Quantifying complex impacts of targeted supplementary feeding for the conservation of a threatened bird population
Oral Presentation | 25 Aug 17:15 | E2

Authors: Fenn, Sarah; Bignal, Eric;Bignal, Sue;Trask, Amanda;McCracken, Davy;Monaghan, Pat;Reid, Jane;

Effective conservation of threatened populations requires targeted and evidence-based mitigation of key demographic constraints that limit population viability. However, realised population-wide impacts of conservation interventions may be complex, with conservation outcomes depending on both temporal variation in impacts on target individuals, and impacts on non-target conspecifics (e.g. different age classes). Yet, such impacts are rarely quantified, hindering robust assessment of conservation efficacy.

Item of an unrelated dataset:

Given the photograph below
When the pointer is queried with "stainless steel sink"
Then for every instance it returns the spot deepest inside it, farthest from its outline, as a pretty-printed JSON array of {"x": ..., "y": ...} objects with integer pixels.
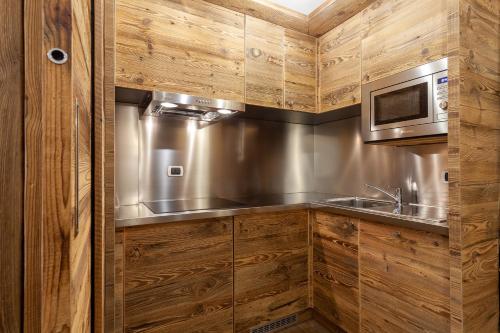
[{"x": 355, "y": 202}]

Using a long-term demographic dataset on the threatened Scottish red-billed chough (Pyrrhocorax pyrrhocorax) population, we quantified the demographic consequences of a multi-year (2010-2018) supplementary feeding programme on target juvenile survival, and assessed collateral impacts on non-target adults. Multi-state mark-recapture analyses show that management successfully increased juvenile survival, but that efficacy varied both within and among years. Furthermore, before-after control-impact analyses showed that feeding increased the probabilities of adult survival and successful reproduction, with substantial population-level benefits. Consequently, the supplementary feeding intervention substantially increased the probability of population persistence. This case study of science-informed conservation management demonstrates that supplementary feeding, a widely used conservation tool, can have strongly beneficial conservation effects, and illustrates how full assessment of intervention impacts can affect assessment of short-term efficacy and thereby subsequent management decisions.